You’re here for growth or you’re here for value. If a company isn’t growing appreciably faster than the market as a whole or the economy, it isn’t really a growth stock.

And if a stock isn’t cheap relative to its peers, it isn’t really a value stock. No portfolio that seeks to outperform the S&P 500 should contain anything that doesn’t flash one signal or the other.

Start with growth. Expectations for the S&P 500 are extremely low at this point in the cycle. Between continued inflation and the Fed tightening so far that banks are starting to pop, we’ll be lucky to see earnings across the market as a whole edge 2% higher by the end of the year.

That’s better than the active declines we’re weathering now, but it’s really just a crawl in the grand scheme of things. Either way, 2% is the benchmark. A company that can’t give us that is simply not a growth company right now.

As much as it pains me, that is not Apple (AAPL), which can’t even give us that minimal positive growth rate this year even if Tim Cook juggles the accounting to the limit.

Amazon (AMZN) only qualifies on a technicality: last year was so bad that any profit at all looks like a miracle. But even if the company hits its targets, earnings are tracking a full 30% below their 2020 level.

Let that sink in. From a profit perspective, AMZN is actually 30% smaller than it was in the early pandemic era. That’s not the invulnerable growth story that drove the stock out of the dot-com era into the trillion-dollar zone.

How about Microsoft (MSFT)? Earnings might end up a full 1% above 2022 this year if management does everything right. Positive movement is great, but you could just buy the S&P 500 and get double the growth.

There are a lot of companies that are growing faster than the broad market. They’re smaller and often obscure . . . they haven’t had their decade of glory yet.

A lot of them are also deeply oversold after the bear took its bite, but they’re still trading at earnings multiples that reflect their expansion rate. They trade at a premium.

The theory is that the companies can grow into their stocks in a relatively short period of time, which reduces the risk shareholders accept that something will go wrong in the meantime. Otherwise we’d get nervous about projecting historical growth rates into the future any longer than necessary.

Under normal conditions, I look for an earnings growth rate bigger than the price-per-earnings multiple. But right now, with the broad market trading at 17X earnings despite its miserable projected growth, the line gets a lot blurrier.

The broad market is not a growth play right now in my book. Nonetheless, any stocks in your portfolio that are currently priced above 17X earnings need at least 3-4% growth to earn their keep in the near term.

If they don’t have that growth on the horizon, maybe they’re really value stocks right now. Again, with the S&P 500 at 17X earnings, the bar here is low.

But MSFT commands a 30X multiple against its 1% projected growth this year. That’s not cheap. It’s ridiculous.

AAPL is 25X right now. Not cheap for a shrinking company. And while AMZN is bouncing back from last year’s slide into operating losses, I’m not sure it’s going to justify its 67X multiple any time soon.

Where is the real value?
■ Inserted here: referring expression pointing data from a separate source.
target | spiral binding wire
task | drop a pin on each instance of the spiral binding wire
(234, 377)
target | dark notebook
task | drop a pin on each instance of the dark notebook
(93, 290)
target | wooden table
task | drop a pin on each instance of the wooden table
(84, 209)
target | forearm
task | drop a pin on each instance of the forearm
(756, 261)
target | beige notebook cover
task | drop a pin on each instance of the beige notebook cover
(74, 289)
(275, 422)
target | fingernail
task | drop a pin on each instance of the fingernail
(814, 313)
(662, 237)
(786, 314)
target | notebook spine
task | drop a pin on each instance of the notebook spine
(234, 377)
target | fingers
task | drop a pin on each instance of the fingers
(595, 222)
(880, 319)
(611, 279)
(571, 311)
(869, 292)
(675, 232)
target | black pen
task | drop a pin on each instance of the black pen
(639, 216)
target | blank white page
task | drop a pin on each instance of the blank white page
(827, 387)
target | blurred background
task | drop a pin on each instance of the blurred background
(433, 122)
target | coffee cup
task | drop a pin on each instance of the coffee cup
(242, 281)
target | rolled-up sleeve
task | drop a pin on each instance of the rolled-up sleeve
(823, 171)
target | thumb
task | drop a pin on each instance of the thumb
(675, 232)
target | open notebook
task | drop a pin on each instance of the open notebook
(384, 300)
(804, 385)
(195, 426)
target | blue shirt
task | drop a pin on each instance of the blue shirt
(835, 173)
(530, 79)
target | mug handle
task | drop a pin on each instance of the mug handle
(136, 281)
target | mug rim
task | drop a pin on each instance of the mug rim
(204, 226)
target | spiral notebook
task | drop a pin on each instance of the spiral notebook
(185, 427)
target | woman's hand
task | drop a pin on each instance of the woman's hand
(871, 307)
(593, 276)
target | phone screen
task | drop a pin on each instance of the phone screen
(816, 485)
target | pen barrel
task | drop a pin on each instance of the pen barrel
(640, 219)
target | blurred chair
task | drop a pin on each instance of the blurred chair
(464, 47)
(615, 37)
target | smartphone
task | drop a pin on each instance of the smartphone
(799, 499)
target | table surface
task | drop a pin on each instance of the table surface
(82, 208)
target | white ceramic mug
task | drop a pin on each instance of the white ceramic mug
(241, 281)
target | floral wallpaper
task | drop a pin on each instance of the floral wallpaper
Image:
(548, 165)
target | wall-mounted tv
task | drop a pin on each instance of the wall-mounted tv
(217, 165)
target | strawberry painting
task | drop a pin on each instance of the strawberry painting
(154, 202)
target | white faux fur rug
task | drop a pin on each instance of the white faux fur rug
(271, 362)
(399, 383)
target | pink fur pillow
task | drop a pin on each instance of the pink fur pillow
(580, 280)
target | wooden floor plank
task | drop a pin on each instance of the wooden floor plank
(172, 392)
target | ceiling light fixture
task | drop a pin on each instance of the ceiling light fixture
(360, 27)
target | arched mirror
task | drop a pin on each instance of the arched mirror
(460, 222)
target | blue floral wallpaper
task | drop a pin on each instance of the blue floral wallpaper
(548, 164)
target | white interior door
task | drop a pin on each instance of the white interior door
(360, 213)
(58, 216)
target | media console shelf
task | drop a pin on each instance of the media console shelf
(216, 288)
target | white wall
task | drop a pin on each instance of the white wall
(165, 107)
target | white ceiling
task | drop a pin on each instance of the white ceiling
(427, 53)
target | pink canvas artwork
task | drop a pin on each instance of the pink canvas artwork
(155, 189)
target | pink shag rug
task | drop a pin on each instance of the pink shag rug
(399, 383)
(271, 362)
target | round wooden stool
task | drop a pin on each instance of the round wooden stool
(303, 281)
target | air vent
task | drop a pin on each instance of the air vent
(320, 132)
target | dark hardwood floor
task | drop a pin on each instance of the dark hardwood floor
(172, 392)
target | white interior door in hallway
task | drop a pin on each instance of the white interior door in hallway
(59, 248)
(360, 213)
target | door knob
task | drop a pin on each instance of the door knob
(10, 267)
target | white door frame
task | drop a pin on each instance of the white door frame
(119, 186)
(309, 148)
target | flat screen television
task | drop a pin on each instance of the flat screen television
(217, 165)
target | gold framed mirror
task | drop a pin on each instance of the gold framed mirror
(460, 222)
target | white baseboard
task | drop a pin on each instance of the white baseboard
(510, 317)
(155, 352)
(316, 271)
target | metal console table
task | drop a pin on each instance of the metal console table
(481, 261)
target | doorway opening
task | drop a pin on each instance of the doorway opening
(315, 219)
We’re finding it in Big Oil and similar stocks that have simply been pushed too far ahead of the fundamentals. Probably not the banks yet.

We’re finding it every day in the options market. Pick the right contract and capture 20-30% upside when Wall Street realizes how cheap those calls are.
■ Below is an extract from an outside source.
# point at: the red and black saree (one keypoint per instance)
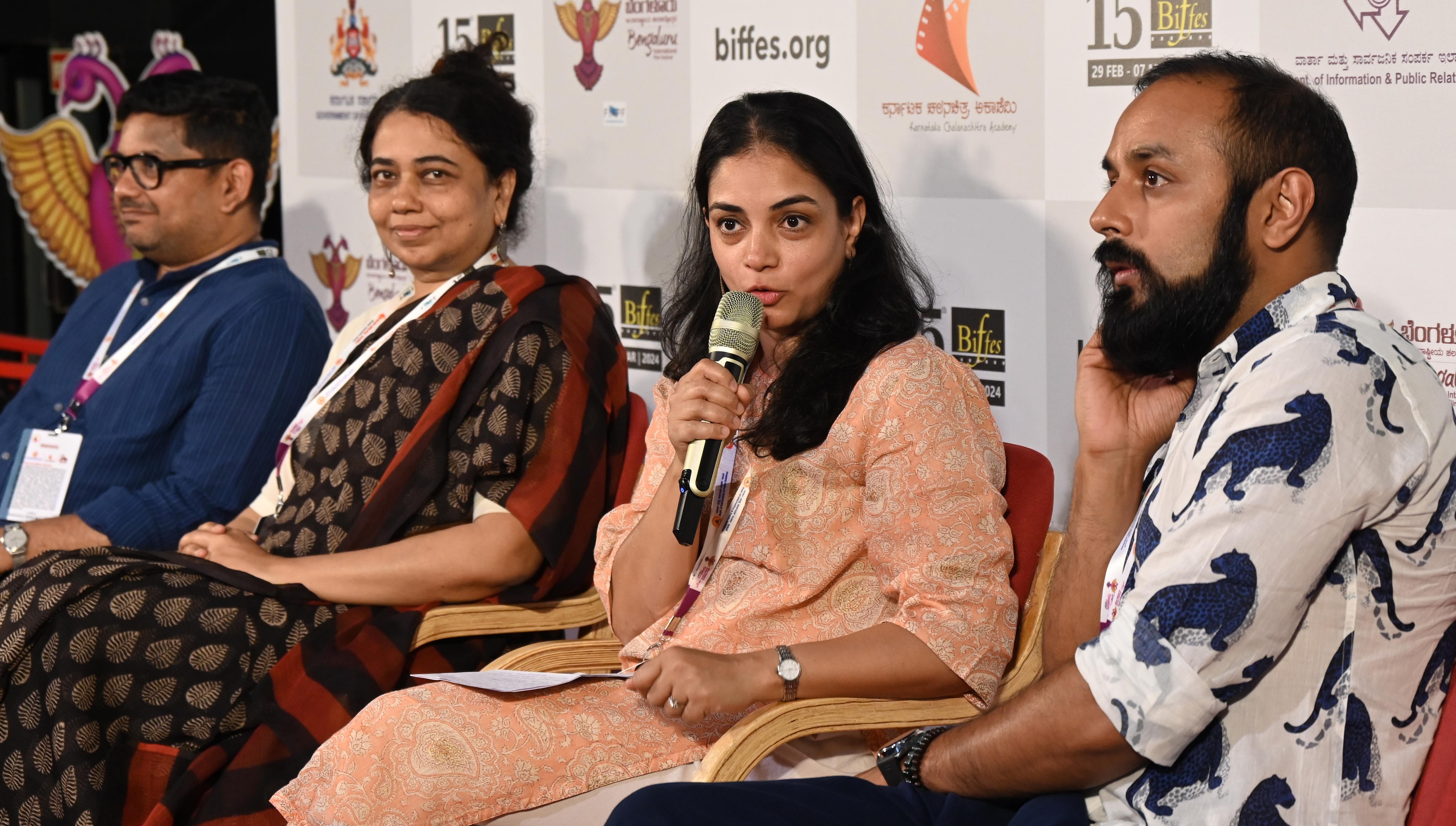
(151, 688)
I’d start with 15X earnings as a screen. If your “value” stocks aren’t that cheap, you’re not really holding value.

And if a stock isn’t cheap or growing fast, it’s unlikely to make you a lot of money. You’re not going to generate a lot more wealth in those names than you’d get from the S&P 500 in the coming year.

The only exception is when you don’t want to generate more wealth than what you already have. If you’re more interested in wealth preservation, feel free to gravitate toward defense . . . you might not make a lot, but you won’t lose a lot of ground in the long term either.

Even defense can be dead money. Treasury debt pays around 4% right now. That’s what you get for zero risk. If your defense can’t do that, it’s a weak defense.